At a news conference Wednesday, Gov. Chris Sununu encouraged more Granite Staters to get vaccinated as coronavirus cases continue to surge in New Hampshire and nationwide, driven by the more contagious delta variant. But he also sharply criticized the forthcoming federal requirement, and said he’s working with other governors and state attorneys general to pursue legal action against it.
“The president unilaterally decided this,” Sununu said. “And again, making people choose between their livelihood and their job or getting the vaccine, all of that, it’s just the wrong approach. We want folks to get vaccinated. It works. But having this one size fits all with the swoop of a pen forcing it, that’s not good government, frankly.”
But, Sununu said, since the OSHA rule requiring vaccines hasn’t been written yet, states cannot yet file lawsuits challenging it. On Thursday, N.H. Attorney General John Formella was one of 24 state AGs nationwide who signed a letter threatening to sue the Biden administration if it does not walk back the announcement of the mandate.

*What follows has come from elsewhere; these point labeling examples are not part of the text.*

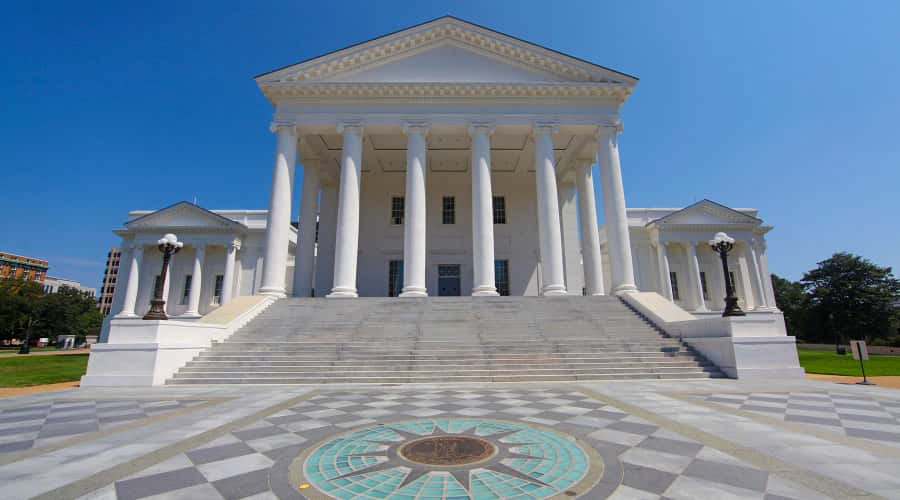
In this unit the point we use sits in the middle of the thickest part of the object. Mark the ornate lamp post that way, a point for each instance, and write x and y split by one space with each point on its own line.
169 246
722 244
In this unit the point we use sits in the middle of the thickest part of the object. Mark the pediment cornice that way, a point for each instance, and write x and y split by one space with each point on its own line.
445 90
442 31
184 216
705 214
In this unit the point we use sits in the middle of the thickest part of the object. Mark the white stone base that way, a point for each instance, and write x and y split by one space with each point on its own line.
744 347
751 357
148 352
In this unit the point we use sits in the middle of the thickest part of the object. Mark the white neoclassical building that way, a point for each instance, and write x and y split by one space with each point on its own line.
444 159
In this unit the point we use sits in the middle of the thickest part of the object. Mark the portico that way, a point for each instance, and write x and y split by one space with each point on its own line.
465 172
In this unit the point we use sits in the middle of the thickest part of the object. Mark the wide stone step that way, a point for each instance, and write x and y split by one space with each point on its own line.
517 362
440 340
579 368
444 379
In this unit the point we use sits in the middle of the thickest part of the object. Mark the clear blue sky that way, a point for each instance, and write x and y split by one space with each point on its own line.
790 107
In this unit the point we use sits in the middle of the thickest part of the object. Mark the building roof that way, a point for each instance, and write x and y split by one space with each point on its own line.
448 19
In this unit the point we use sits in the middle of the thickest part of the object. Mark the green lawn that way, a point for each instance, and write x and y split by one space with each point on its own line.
829 363
25 370
15 351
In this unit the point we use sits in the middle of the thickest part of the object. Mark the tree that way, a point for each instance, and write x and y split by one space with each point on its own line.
850 297
69 311
20 307
27 313
792 299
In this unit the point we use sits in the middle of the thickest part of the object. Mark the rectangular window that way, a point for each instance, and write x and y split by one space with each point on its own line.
448 210
187 289
673 278
217 290
395 277
501 276
499 210
397 206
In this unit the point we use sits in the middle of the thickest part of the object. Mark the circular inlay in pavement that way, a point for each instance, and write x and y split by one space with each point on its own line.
450 458
447 450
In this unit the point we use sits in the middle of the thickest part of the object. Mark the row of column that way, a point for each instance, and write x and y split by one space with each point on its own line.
132 285
761 290
414 252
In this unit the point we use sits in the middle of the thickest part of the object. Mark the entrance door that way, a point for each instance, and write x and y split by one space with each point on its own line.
448 280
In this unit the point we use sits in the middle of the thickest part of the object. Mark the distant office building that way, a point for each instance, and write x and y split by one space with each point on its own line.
108 288
53 284
18 266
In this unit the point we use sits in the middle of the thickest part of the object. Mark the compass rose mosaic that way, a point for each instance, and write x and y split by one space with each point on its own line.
450 458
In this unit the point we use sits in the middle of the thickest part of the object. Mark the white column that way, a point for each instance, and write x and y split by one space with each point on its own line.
548 211
279 219
324 273
414 215
306 244
193 310
665 282
759 293
482 212
766 277
346 248
131 286
167 280
696 285
743 261
590 234
615 217
228 278
573 271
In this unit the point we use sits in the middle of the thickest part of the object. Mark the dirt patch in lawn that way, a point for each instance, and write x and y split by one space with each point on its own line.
893 381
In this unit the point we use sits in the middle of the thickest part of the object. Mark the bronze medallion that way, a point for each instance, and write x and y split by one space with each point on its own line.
448 450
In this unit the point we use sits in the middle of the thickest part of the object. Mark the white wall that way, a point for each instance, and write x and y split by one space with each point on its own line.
380 242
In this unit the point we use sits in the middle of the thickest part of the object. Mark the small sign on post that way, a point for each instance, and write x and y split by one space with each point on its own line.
862 354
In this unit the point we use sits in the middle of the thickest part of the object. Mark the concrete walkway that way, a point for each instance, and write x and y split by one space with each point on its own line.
634 439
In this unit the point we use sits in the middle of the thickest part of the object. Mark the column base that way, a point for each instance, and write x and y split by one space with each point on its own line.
554 291
413 292
342 293
275 292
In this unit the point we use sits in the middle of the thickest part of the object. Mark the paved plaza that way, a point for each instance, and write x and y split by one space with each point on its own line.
667 439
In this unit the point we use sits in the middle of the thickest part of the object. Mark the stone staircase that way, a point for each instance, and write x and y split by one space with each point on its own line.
445 339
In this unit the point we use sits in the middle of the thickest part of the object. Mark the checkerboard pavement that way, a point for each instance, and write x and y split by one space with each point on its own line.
854 415
46 423
253 462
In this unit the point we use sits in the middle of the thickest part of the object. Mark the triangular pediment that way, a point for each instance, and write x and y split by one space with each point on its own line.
184 215
446 50
706 213
450 63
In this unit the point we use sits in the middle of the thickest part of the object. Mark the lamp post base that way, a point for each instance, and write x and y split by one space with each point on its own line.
731 308
157 310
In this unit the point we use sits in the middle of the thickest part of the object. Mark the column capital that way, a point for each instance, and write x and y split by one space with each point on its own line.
581 163
416 127
547 127
486 128
606 129
350 127
289 127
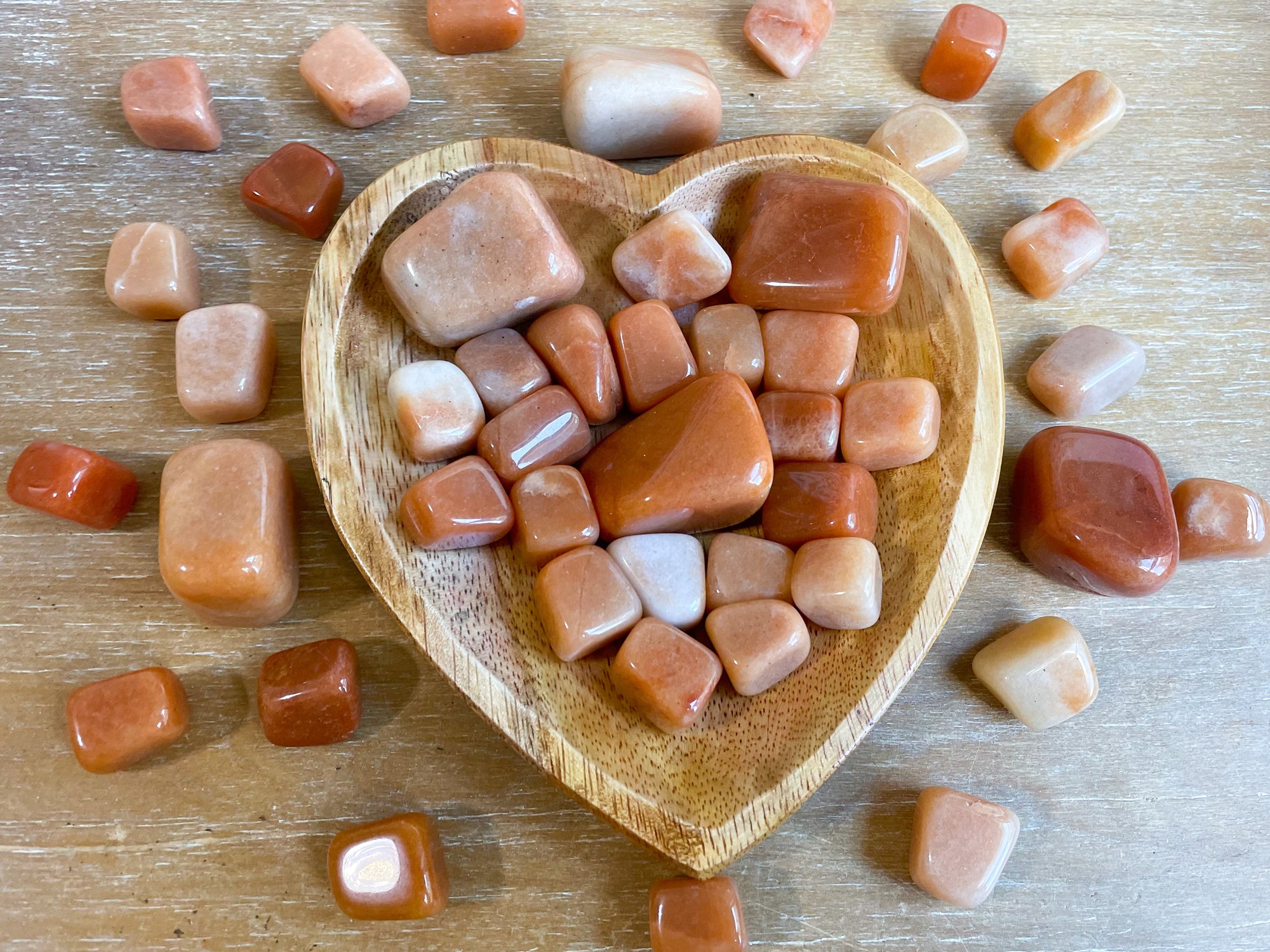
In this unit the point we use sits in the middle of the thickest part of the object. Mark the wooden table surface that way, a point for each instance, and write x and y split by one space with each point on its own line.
1146 821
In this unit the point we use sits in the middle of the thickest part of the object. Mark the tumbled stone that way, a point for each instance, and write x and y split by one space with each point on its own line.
228 532
490 256
665 675
298 187
698 461
460 506
119 722
1041 671
838 583
759 643
961 846
168 105
634 102
225 357
73 484
1085 371
585 602
311 695
1056 248
891 422
1093 511
1069 121
152 272
354 78
1220 520
392 869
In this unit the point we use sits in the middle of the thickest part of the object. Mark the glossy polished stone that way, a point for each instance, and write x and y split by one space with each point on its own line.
891 422
838 583
298 188
392 869
1069 121
665 675
354 78
815 244
311 695
965 53
1085 371
821 501
573 342
460 506
634 102
1093 511
653 357
698 461
585 602
961 846
1056 248
225 357
228 532
1041 671
73 484
152 272
490 256
168 105
1220 520
759 643
119 722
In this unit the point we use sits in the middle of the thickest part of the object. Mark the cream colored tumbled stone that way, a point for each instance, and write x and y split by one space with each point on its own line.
1042 672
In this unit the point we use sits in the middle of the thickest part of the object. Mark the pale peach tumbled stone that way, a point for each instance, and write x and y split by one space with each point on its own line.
1041 671
672 260
1086 370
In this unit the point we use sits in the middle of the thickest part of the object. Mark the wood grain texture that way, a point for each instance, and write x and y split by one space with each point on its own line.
1144 821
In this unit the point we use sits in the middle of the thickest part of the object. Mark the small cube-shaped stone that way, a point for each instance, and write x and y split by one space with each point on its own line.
225 357
961 846
119 722
392 869
585 602
168 105
152 272
354 78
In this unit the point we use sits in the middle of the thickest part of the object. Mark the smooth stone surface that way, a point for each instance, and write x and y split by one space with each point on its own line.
460 506
838 583
225 357
152 272
585 602
311 695
665 675
892 422
698 461
1041 671
354 78
228 532
1220 520
168 105
119 722
1085 371
1056 248
392 869
1093 511
490 256
637 102
813 244
1069 121
73 484
760 643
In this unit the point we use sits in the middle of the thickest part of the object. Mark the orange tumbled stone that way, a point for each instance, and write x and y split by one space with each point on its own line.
698 461
119 722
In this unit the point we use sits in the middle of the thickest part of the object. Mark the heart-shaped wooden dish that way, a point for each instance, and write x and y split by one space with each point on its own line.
704 797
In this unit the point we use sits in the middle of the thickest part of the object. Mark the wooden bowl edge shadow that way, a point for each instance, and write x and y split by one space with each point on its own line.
699 851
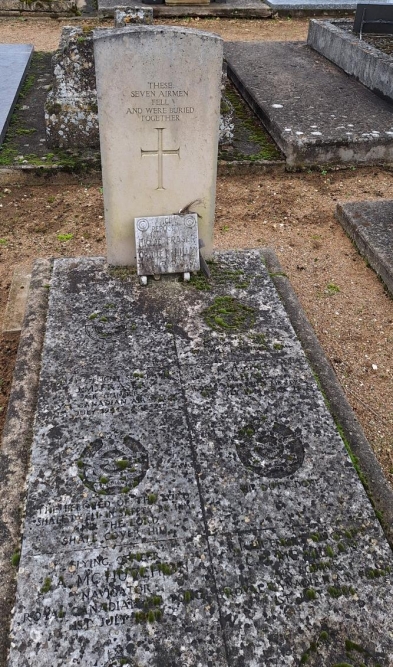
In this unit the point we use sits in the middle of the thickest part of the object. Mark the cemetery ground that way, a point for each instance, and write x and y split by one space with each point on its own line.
293 213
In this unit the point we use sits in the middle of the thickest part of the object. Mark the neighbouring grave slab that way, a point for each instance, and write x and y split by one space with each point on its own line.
312 5
228 8
43 6
313 111
139 14
370 225
190 501
16 304
14 64
159 118
316 6
375 18
336 41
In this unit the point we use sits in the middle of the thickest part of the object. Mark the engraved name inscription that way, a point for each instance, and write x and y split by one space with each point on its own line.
167 244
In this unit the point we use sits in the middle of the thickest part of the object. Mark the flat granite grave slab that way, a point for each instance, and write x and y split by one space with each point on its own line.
228 8
370 225
315 113
293 7
336 41
14 63
190 501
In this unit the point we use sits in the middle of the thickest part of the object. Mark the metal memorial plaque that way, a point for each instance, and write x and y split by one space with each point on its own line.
167 244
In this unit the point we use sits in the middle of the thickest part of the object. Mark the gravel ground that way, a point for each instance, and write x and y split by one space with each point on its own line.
293 213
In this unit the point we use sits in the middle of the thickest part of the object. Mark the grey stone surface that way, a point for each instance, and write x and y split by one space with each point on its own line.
71 106
229 8
313 111
14 64
370 225
342 47
16 304
167 244
316 6
42 6
273 552
378 487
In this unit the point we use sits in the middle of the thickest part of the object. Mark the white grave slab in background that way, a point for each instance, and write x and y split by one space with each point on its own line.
159 104
167 244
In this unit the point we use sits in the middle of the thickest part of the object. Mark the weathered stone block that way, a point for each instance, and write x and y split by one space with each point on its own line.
52 6
71 106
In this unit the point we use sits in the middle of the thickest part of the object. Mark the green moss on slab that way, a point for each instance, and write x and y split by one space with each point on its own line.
251 141
229 315
15 558
46 586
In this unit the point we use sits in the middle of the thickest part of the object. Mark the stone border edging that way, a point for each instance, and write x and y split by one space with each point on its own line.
379 490
376 261
16 441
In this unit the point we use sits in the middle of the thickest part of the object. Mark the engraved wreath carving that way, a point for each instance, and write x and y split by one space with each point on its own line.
107 467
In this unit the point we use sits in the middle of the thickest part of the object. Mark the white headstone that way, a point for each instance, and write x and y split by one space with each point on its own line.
159 107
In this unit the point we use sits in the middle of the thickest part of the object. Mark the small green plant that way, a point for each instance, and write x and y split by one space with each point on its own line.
47 585
332 288
228 314
15 558
122 464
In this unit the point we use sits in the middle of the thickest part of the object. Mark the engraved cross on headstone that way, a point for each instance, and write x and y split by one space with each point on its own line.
160 152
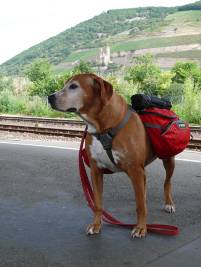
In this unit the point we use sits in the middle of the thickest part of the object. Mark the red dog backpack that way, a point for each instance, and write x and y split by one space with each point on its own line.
168 134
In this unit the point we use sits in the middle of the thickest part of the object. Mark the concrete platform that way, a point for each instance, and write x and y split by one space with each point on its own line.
44 214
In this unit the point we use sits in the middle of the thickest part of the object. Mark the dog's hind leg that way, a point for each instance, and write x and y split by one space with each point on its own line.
138 179
97 184
169 165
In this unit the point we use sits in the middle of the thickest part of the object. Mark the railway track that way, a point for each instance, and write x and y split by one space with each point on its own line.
62 127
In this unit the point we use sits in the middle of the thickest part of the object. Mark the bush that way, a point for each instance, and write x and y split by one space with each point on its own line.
189 109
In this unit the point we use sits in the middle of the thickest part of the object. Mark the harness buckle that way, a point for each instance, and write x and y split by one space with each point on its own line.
106 140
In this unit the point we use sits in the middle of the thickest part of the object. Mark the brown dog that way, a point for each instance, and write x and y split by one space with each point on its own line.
94 100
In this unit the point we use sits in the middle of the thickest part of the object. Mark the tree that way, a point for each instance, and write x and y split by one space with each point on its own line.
186 70
44 81
39 70
6 84
144 73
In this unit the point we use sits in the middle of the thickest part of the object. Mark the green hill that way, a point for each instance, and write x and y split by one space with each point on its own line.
123 30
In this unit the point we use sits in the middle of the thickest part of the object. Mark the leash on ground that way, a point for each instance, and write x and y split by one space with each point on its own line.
108 218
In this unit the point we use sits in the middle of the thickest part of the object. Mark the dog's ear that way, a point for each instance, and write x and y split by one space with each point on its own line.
103 88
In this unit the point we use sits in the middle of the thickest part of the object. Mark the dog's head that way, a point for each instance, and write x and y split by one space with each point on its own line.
83 93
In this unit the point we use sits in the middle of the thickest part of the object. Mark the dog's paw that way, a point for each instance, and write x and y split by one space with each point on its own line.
139 232
93 229
170 208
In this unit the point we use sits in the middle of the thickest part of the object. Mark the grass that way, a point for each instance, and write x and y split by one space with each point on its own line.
81 55
185 18
190 54
156 42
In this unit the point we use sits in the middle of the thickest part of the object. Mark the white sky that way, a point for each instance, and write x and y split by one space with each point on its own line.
24 23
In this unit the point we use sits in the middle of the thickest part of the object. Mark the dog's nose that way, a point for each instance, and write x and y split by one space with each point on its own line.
51 100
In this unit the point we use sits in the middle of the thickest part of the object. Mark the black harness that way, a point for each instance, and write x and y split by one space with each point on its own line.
107 137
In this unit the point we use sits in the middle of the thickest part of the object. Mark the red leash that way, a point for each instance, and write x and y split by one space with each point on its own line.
154 228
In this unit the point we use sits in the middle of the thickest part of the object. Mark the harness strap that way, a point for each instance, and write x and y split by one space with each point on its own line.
107 137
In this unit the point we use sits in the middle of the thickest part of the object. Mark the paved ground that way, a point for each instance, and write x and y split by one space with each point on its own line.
44 215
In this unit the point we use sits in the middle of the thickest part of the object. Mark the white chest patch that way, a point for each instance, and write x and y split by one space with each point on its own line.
100 156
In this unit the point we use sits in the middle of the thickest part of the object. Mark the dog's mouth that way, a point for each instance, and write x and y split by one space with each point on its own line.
71 110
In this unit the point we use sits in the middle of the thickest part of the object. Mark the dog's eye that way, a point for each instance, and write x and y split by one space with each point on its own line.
73 86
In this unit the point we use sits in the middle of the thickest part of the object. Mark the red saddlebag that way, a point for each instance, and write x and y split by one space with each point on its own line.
169 135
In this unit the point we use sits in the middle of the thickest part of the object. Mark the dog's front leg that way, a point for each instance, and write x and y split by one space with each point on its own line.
97 183
138 180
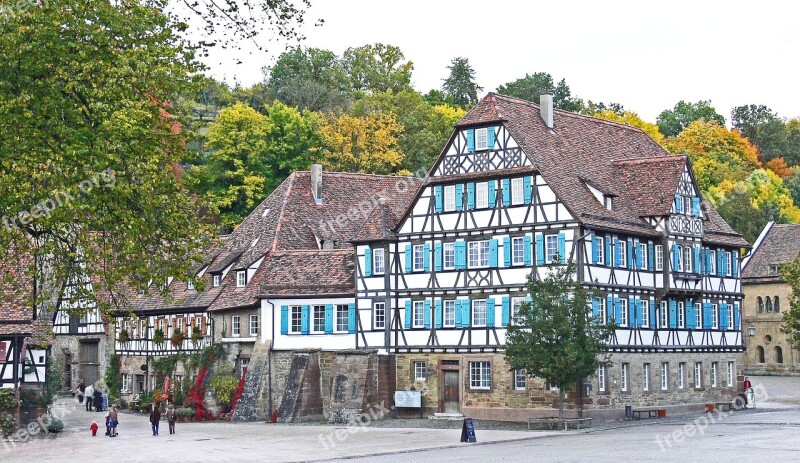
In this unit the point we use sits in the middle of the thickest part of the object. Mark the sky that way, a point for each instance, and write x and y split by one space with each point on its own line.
644 55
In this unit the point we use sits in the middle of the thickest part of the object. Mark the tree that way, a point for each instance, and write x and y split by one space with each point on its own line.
89 144
557 340
671 122
531 87
460 86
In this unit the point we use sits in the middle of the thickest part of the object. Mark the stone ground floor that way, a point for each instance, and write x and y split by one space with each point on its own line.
769 433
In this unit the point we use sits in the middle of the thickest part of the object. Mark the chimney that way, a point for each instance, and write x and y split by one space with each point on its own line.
546 109
316 182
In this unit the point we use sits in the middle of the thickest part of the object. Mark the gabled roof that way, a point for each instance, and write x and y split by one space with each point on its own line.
780 245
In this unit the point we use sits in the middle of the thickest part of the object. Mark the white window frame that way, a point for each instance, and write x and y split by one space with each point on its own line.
482 195
517 191
378 261
480 375
449 202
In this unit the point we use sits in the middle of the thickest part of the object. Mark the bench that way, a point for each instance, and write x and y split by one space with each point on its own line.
553 422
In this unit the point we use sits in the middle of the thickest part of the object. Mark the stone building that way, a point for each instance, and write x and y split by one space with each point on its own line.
766 299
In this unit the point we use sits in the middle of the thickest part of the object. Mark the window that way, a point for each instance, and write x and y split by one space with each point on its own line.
478 254
318 323
645 313
623 379
481 139
420 371
253 325
714 366
480 376
520 379
449 258
419 257
517 191
449 315
379 311
659 257
517 251
295 315
378 261
551 248
341 317
601 378
698 375
418 314
449 198
730 374
479 313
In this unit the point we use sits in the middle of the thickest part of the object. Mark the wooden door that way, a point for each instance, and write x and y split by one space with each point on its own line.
450 392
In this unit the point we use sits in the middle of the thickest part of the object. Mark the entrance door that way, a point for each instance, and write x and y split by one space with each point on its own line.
450 391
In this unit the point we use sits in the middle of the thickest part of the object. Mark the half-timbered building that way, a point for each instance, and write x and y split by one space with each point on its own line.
519 186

“Your plan is disastrous and counterproductive,” the letter reads. “From a policy perspective, this edict is unlikely to win hearts and minds — it will simply drive further skepticism. And at least some Americans will simply leave the job market instead of complying. This will further strain an already-too-tight labor market, burdening companies and (therefore) threatening the jobs of even those who have received the vaccine.”
Nattila, the N.H. Ball Bearings spokeswoman, said the company will keep a close eye on that aspect of the vaccine mandate.
“Certainly we are hopeful that the forthcoming details from [federal officials] ... will not increase the difficulty in retaining and attracting talent in this extremely tight labor market,” she said. “Time will tell.”
And while local large employers await further clarity on the federal mandate, and legal challenges wait in the wings, several organizations in the Monadnock Region have already instituted their own COVID-19 vaccine mandates.
All three area hospitals — Cheshire Medical Center in Keene, Monadnock Community Hospital in Peterborough and Brattleboro Memorial Hospital — have implemented employee vaccine requirements. Genesis Healthcare — a Pennsylvania-based nursing home company with area locations in Keene, Winchester and Peterborough — also implemented its own mandate last month.
Franklin Pierce University, a private school that has about 1,200 students and 235 faculty and staff at its Rindge campus, is requiring all students and employees to be vaccinated against COVID-19.
Meanwhile, Keene State College — one of the city’s largest employers with about 600 workers — is not requiring vaccination this fall due to a new state law that makes it illegal to require a COVID-19 vaccine “in order to secure, receive, or access any public facility, any public benefit, or any public service from the state of New Hampshire,” including the state’s public schools.
But the college is still encouraging students and employees to get a coronavirus shot, and share their vaccination status with the school. As of Wednesday, 78 percent of Keene State faculty and staff and 62 percent of students have submitted proof of vaccination, college spokeswoman Kelly Ricaurte said, though those figures continue to grow.